If that’s what sprang to mind, then Bad Touch have just given you the perfect pick me up. Because, the best thing out of Norfolk since mustard, have delivered classics in spades this time around.
“Lift Your Head Up” – the opening cut on this – sets out the stall and sets the bar high. A glorious chorus, perfect harmonies, a hand clapping hook all happens, before Stevie Westwood sings: “what is life, if not just for fun?”
Which when you think about it, is a genuinely lovely sentiment, no?
“When The Hammer Falls”, which boasts an opening riff that to these ears at least sounded like it was going to launch into “Copperhead Road” is a touch heavier – in all senses – but it comes with a stoicism that you aren’t going to beat, and Rob Glendenning’s solo here is worth purchasing the record for alone.

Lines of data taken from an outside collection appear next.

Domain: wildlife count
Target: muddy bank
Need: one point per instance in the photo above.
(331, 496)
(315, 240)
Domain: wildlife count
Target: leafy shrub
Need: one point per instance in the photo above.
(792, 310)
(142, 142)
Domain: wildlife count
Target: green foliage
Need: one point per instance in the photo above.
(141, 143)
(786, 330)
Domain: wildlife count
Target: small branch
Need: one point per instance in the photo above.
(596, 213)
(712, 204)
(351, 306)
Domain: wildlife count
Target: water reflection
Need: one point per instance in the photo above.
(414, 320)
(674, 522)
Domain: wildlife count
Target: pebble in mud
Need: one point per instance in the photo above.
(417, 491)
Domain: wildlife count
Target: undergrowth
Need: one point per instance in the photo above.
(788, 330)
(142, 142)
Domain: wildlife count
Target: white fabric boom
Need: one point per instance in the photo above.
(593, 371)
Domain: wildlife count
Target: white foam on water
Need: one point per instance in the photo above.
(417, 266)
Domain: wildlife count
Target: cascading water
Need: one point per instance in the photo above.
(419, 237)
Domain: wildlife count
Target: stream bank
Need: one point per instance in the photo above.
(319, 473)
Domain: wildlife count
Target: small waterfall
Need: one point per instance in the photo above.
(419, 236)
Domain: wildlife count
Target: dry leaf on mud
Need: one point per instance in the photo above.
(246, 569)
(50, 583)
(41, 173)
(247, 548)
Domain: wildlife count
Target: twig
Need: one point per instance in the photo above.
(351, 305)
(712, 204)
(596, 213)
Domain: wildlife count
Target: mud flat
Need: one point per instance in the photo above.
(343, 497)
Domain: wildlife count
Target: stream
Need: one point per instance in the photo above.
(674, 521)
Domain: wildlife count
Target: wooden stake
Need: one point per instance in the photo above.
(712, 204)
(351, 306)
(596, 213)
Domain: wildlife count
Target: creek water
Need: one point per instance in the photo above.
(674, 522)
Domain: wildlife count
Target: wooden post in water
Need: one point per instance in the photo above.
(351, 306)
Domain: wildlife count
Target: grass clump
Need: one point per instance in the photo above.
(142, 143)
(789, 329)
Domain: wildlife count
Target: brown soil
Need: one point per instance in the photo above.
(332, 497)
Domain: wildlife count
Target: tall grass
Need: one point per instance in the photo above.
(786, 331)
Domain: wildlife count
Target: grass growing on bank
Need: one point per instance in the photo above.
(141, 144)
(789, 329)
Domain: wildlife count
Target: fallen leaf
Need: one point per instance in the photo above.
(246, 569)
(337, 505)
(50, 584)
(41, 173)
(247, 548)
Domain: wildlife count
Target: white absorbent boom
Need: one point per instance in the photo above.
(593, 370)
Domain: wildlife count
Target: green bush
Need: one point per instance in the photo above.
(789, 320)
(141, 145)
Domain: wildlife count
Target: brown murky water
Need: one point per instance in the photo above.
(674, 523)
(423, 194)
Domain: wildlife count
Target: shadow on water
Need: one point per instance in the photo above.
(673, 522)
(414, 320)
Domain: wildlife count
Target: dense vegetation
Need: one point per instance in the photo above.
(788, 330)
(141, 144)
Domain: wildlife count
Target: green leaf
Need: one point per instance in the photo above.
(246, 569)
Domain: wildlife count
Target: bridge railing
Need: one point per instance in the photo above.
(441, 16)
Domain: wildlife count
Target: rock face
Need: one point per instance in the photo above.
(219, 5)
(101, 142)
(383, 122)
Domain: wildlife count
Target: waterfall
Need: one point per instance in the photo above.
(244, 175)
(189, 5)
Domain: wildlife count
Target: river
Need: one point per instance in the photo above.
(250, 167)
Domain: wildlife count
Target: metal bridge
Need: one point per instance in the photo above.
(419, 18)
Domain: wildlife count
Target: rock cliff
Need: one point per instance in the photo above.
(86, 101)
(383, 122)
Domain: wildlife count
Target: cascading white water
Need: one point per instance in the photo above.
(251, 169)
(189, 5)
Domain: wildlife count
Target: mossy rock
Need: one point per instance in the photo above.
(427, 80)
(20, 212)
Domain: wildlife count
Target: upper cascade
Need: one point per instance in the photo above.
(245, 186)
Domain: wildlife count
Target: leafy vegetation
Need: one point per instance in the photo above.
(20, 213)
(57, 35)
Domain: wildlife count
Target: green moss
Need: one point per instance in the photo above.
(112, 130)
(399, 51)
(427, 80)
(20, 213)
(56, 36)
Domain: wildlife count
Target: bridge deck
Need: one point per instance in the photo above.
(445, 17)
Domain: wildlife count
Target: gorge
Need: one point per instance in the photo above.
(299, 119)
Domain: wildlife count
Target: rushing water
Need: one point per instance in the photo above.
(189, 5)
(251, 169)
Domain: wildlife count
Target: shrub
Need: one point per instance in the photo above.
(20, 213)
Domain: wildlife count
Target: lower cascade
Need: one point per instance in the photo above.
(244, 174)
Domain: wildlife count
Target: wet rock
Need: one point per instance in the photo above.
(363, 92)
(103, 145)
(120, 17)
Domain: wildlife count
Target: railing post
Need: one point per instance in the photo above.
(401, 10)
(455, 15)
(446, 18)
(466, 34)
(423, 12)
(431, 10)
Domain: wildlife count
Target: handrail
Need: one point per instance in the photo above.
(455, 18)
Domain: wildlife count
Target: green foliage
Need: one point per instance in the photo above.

I first saw Bad Touch one rainy spring night when they supported Sweden’s Bonafide a few years back, and the brilliant “Too Many Times” recalls their former touring partners brand of hard rock. That said, if you were looking for one that encapsulated the vibe of “Shake A Leg” then I’d suggest you look no further than “Dressed To Kill”. Swagger, groove, sass even, a knowing, bluesy cool and a chorus you’ll sing by the second go around. It all happens before this line in the second verse: “I suck it up, and I get dressed up, and I forget about the week that’s gone” – and that, basically is all the ingredients you need for a working-class anthem, and I am going to guess that you wouldn’t be too far away if you reckoned it was the ever-dapper Stevie’s personal Friday night plan.
So that’s the rock n roll, what “Skyman” – the album’s first single – offers is probably shown by the line: “six miles up, and I’m never gonna die” (officially its about Duane Allman, just so you know). What is beyond doubt is that the stomping, slamming “Show Me What It Means” and the even more horny “Tussle” offer the sex – the latter, though, has a particularly interesting rhythm, and is an example, perhaps, of the chances being taken this time around.
“Take Me Away” is another that is something of a departure from their signature sound, built as it is around a mighty bass platform from Michael Bailey, while “Movin’ On Up” – which is the sort of thumper that Inglorious would kill for – rather speaks for millions when it suggests: “I’m not looking for a high-class woman, I just want one that will blow my mind.”
That leaves four more and its those, really, that show why Bad Touch have built their career just like bands used to – that is to say by hard work and being talented. These more reflective ones are a different, but no less thrilling, side. “I Belong” is a wonderfully blissful piece of southern rock worthy of Black Crowes at their peak, “Believe In Me” is the work of a band with total command of their craft and, “Slow Tempest” has echoes of Temperance Movement. However, its “Bury Me (When I’m Gone)” that really stuns. Sounding vulnerable, fragile, and yet ready for the fight, the song seems to have been recorded live, and it is the band at their absolute best.
“At their best”, though, is something you could say with every passing Bad Touch record. They just get better and better. And “Shake A Leg” is a career high, yet again.